Sin & Spirit (Demigod of San Francisco #4)(16)



The dizziness of the spirit world melted away, revealing a very handsome man in his late twenties with dirty blond hair, chiseled features, and half-hooded eyes with a hint of bags underneath, making him look worn out from intense partying. Under the dark eyebrows and black lashes were the clearest blue eyes I’d ever seen. All he needed was a cigarette dangling from his full lips and grease in his hair and he’d be James Dean.

In life, this guy was supposedly a middle-aged man and probably run-down. In spirit, he could be anything he wanted. The guy had good taste, I’d give him that.
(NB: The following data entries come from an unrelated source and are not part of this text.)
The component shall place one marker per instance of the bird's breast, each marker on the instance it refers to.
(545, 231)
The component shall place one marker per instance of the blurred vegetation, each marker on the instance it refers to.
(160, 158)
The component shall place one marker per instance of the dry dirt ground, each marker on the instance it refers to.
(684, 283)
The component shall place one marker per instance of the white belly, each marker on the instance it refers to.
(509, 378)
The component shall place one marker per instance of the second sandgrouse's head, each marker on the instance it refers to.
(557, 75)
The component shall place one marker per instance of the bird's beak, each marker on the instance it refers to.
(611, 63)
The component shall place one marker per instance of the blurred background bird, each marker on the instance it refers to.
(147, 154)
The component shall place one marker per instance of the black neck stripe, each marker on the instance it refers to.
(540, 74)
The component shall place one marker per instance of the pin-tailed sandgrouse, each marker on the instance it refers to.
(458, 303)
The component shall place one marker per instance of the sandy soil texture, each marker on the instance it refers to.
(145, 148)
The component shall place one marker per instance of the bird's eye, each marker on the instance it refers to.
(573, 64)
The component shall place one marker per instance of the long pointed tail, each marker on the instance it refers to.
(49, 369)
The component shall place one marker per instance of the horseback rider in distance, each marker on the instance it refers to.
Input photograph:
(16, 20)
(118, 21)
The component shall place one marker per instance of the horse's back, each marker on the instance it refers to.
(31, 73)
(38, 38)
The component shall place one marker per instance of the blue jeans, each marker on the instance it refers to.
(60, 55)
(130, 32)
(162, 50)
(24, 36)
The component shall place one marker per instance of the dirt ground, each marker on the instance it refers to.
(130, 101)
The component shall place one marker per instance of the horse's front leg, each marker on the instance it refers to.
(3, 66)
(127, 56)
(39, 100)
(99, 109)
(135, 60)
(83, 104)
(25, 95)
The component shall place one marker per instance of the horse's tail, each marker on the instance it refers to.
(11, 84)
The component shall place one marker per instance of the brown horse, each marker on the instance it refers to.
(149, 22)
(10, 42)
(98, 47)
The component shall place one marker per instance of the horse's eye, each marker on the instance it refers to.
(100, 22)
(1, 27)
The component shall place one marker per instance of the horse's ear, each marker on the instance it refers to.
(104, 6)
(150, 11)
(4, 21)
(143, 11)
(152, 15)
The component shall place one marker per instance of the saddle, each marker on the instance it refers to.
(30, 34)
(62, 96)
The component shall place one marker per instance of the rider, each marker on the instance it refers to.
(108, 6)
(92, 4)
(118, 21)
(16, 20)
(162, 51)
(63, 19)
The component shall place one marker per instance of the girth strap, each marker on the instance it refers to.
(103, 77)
He waved his hand in front of his face, as though reacting negatively to the incense. It struck me as odd, though I honestly couldn’t remember if a spirit had ever done that before. Of course, Bria usually didn’t help me when I called someone, so most of the time there wasn’t any incense.
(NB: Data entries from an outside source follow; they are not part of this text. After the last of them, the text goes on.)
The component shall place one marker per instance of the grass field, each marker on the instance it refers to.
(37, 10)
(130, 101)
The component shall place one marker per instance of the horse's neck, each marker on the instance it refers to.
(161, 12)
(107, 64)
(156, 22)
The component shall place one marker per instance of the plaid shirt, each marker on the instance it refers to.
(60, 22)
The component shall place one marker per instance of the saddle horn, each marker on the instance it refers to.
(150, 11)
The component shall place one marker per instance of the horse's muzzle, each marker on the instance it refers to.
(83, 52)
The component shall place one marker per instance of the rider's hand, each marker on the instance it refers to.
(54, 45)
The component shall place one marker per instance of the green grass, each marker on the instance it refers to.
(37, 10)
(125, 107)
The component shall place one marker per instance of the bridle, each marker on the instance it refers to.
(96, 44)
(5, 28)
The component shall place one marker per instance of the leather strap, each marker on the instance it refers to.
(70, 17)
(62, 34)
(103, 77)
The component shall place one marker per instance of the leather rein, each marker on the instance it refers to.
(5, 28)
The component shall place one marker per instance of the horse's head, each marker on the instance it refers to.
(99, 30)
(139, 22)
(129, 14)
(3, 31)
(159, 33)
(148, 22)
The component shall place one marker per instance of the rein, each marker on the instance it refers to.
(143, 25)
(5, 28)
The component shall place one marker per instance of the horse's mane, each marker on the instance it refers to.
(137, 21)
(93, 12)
“Now, Alexis, that’s just not right.” My shoulders tightened of their own accord at the sound of Frank’s voice. He’d made it back. “Tit for tat isn’t how these things are supposed to go. You can’t just call a man in to get back at Kieran. Listen, I told you, men like—”

I shoved Frank away for the second time, careful not to take my eyes off the new spirit when I did so. As Frank torpedoed out of the yard, the new spirit gave a sexy sort of smirk and a husky little laugh. “He’s all right. He didn’t mean any harm.”

Bria murmured from where she crouched, raising a bell. A single toll filled the yard, the sound much louder than it should’ve been for such a small item.

The spirit’s form wobbled. His brow furrowed for a moment and he glanced down at Bria. Adrenaline surged in my body, but before I could decide what to do, he was looking at me again. The sexy smirk was back.

He jerked his head, indicating Bria. “A Necromancer, right? She’s strong. That little trick would’ve brought a lesser spirit to heel nicely. But for me, it was just a prod. She’s telling me to mind my manners.” His eyes sparkled devilishly. “Is that what you want from me? Me to mind my manners?”

I stared at him stupidly. He was a helluva lot more confident and…present than any other spirit I’d dragged back. It was almost like he hadn’t been there long.

Except it had been fifty years.

“You have my pocket watch,” he said, hooking a thumb into his jeans pocket. He didn’t take his eyes off me, and it was doing weird things to my belly.

“Haven’t you heard the saying ‘can’t take it with you’?” I asked, bending to retrieve the watch from the grass where I’d dropped it.

“You got him by the soul, Lexi?” Jack asked, leaning forward in his chair.

“They care about you.” The man jerked his head at the guys. “They think of you like family.”

“They are like family.”

“They’re worried for your safety.”

I barely kept from gulping. Tingles worked through my limbs. I tried to play it cool, like the new spirit was doing. “They don’t realize I’m not in any danger.”

His sexy smirk changed ever so slightly, like he knew a secret that I didn’t, and it was tickling him to no end.

Vertigo overcame me. The floor dropped away, but I didn’t move. The sky spun. My stomach swirled, and suddenly something was grabbing me. Digging into my chest. Scrabbling to get at my most precious commodity. My soul.

Power blistered through me, mine and Kieran’s and the Line’s, slamming into the spirit and shoving him back to his hidey-hole. But before I could disengage, I was ripped away with him, dragged deep, deep into the spirit world. It felt like I’d lost my body. Like I’d lost my sense of self. My whole awareness consisted of a presence, my own and another.

It seemed eerily familiar.

Something pulsed in my spectral body. A familiarity that grasped my very soul. A lifeline.

Panicked, I clutched it with everything I had. My connection to the soul who was dragging me severed, broken in two and swished away into the ether. Floating, terrified, I stopped in the nothingness, deadly alone.





6





Kieran





Terror ran through Kieran’s body. Not his terror, Alexis’s.

He sat forward on the couch, spilling his drink and then dropping the glass entirely. She had winked out of his mind’s eye, like the other times she’d somehow drifted into the spirit world.

“What’s the matter?” Nancy asked, her shoes on the floor and her legs curled up under her, nearly facing him on the couch.

He pushed to standing and grabbed his phone out of his pocket. While he waited for it to power up, he jogged to the door and pulled it open, seeing Maureen sitting at her desk and Thane sitting at Red’s. Red must’ve gone home.

“Did anyone call for me?” he asked in a rush.

Thane stood from Red’s chair, his face a mask of concern. Zorn bent around the far corner, from which he’d been watching Nancy’s people down the hall. The rest of his guys in this building would be running toward his office, having felt his alarm.

“Did anyone call for me?” he demanded again, impatience gnawing at him with each moment Alexis stayed off his radar.

“What is the matter?” Nancy walked up behind him, fixing her clothes as though she’d just put them back on.